But not everyone agrees with the recommendations, which would significantly change how GPs screen and treat patients.
The draft 2025 clinical guidelines for the early detection of prostate cancer have been released and some changes have sparked a strong response from the RACGP.
The Prostate Cancer Foundation of Australia (PCFA) is replacing the current 2016 version and changing who is screened and when, who is offered active surveillance or definitive treatment, and removing biopsy as the primary test following an elevated PSA, among other things.
“We need these new guidelines, because much has changed over the last decade in the diagnosis of prostate cancer,” said Dr Brett Montgomery, RACGP representative on the guidelines steering committee.
He said many GPs found it challenging to counsel patients about early detection of prostate cancer, but the update will provide clear guidance about PSA testing and interpreting results, including flowcharts of action points that are easy to read and implement.
The guideline includes new risk factors, with particular focus on recognising Aboriginal and Torres Strait Islander males as a priority population due to worse survival outcomes than the general Australian population.

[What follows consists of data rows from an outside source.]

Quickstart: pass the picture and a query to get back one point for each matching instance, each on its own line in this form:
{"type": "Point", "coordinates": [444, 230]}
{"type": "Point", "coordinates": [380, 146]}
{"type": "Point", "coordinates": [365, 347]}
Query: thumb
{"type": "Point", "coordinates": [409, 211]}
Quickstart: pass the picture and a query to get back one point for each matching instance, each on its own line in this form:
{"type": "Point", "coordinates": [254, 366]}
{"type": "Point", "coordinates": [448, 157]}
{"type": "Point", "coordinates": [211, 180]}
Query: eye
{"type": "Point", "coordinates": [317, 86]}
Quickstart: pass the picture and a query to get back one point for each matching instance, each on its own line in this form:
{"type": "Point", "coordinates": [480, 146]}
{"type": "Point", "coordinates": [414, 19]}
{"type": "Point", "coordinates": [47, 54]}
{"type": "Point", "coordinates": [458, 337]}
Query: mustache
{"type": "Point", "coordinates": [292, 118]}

There were no specific recommendations for this population in the previous guideline, but now PSA testing is recommended every two years from the age of 40. The PCFA highlighted this as a world-first recommendation.
Dr Montgomery told Oncology Republic that the recommendation to offer testing to males aged 50-69 is still what is best supported by evidence. However, the update offers support for starting screening earlier for people at increased risk.
“They offer some cautious flexibility in the age of starting and stopping testing: allowing doctors to respect patient choice in testing from age 40 or beyond age 70 in people who are keen and relatively well, even though evidence of benefit in these age groups is much more slender,” he said.
However, the RACGP expressed “major concerns” with the move, saying the disparity in mortality rates for Aboriginal and Torres Strait Islander people was likely due to access to and engagement with health systems.
“The evidence cited in the draft guideline shows no significant difference in the age of diagnosis or spread of disease at diagnosis in Aboriginal and Torres Strait Islander men,” said Professor Mark Morgan, chair of the RACGP expert committee.
“Therefore, while they are a priority population, the RACGP is concerned this approach may lead to more unintentional harms, such as false positive PSA tests and overdiagnosis.”
For Aboriginal and Torres Strait Islander men aged 40-49, a PSA of 1.0μg/L or greater, or a PSA of 2.0μg/L or greater for men aged 50-69, would prompt a repeat test within three months. These age and PSA ranges also apply to other risk factors that were not identified in the 2016 guideline, such as black males of sub-Saharan ancestry, males with a BRCA2 gene mutation and a family history of prostate cancer.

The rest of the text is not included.